Ce forfait innovation a suscité beaucoup d’espoir. « Lorsqu’il est arrivé, il nous a semblé excellent pour accélérer l’accès aux thérapies. Nous avons essayé d’y soumettre notre DM de mesure du glucose en continu » témoigne Arnaud Delhaye, responsable de Medtronic, 2 usines en France employant 600 personnes.Trois ans après, rien ne bouge. Aucun arrêté n’a été publié au Journal officiel, et le processus est toujours en cours pour les 3 dossiers sélectionnés en 2011. « Le 165.1.1. a sûrement un avenir mais pas forcément pour les dossiers tirés du chapeau », reconnaît le Dr Sales.

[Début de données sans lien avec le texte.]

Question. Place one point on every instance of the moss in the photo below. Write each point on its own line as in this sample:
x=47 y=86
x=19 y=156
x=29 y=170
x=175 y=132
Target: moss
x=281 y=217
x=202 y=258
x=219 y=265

Le Dr Guillaume Charpentier, chef de service au centre hospitalier sud francilien et président du centre d’étude et d’intensification du traitement du diabète (CERITD), croit aussi en la pertinence du statut dérogatoire. « Les payeurs ont peur qu’une exception devienne pérenne. Mais dans certains cas, cette dérogation est très utile surtout pour les petites entreprises qui peuvent ainsi financer des études en vie réelle alors que l’État paie le DM au prix où il serait remboursé », explique-t-il. Les premières décisions devraient (enfin) intervenir en septembre, a promis Yannick Le Guen, de la Direction générale de l’Offre de Santé.
En attendant, le Dr Charpentier refuse de sombrer dans le pessimisme. En diabétologie, l’innovation ne faiblit pas. Les équipes françaises sont en bonne place dans la compétition mondiale pour créer un pancréas artificiel. Par ailleurs, le CERITD a conçu, avec la participation de l’éditeur de logiciel Voluntis et Sanofi, Diabéo, un système de télémédecine pour le suivi de la glycémie, actuellement en essai clinique auprès de 700 patients.